📍Germany, 4 days before departure to Tashkent
It is early evening, and I sit in a crowded train, headphones in my ears, an adventure novel resting in my lap. I am traveling from the city where I once studied to the city where I once grew up. Somewhere along this route, deep in the south of Germany, the weight of the past years slips from my shoulders, dissolving into the rhythm of the tracks.
As I turn the pages of my book, a strange lightness spreads through me—something that tastes like freedom. As if a balloon is filling my chest, ready to lift me into the air. My body feels weightless. I gaze out the window, and the world sharpens before my eyes, as though a veil has been drawn back. My gaze drifts to the man across from me—an elderly gentleman. I notice the fine lines on his forehead, the glint of light in his glasses. And I revel in how vividly I perceive him, the train, the fleeting landscape outside.

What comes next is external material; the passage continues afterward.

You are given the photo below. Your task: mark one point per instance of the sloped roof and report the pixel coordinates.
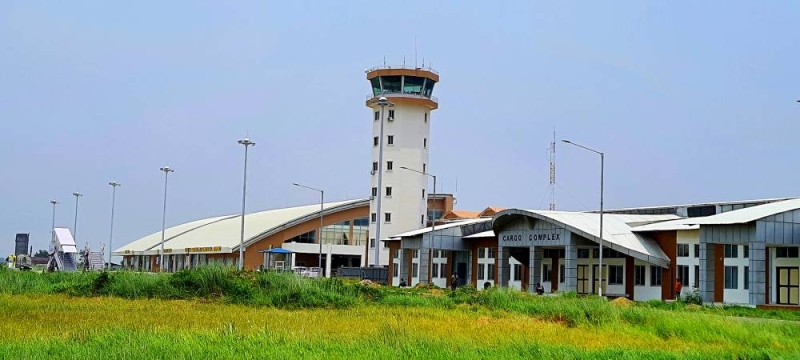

I feel high on nothing but the moment itself. This sensation has arrived unbidden, weaving itself into my body, my thoughts, my awareness. I welcome it. I am grateful—to be here, to be moving, to have the time to notice. The world outside, the world within.

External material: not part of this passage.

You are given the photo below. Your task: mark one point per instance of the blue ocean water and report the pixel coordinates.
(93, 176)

Perhaps I am being sentimental, but I don’t care to question it. And if I were—what does it matter? I just want to be. To feel.
The uncertainty ahead does not frighten me. I greet it like an old friend, wrap my arms around it, let it settle beside me.
My senses are alive.
Somewhere between the city I once studied in and the city I once called home, a circle quietly closes—only for another to open. A seamless motion, like an endless row of infinity symbols: ♾️♾️♾️♾️♾️♾️♾️♾️♾️♾️♾️♾️♾️♾️♾️♾️♾️♾️♾️♾️♾️♾️♾️♾️
And somewhere, a new space unfolds, brimming with possibility.
I smile at the hollowness in my stomach, secretly hoping this feeling will linger—weeks, months, forever. But I accept that it may pass. Perhaps it will return one day, unexpected as now.
For the moment, I am floating. And for this weightlessness, I am grateful.
I glance at the adventure novel in my hands and smirk at the thought that soon, I will be the protagonist of my own.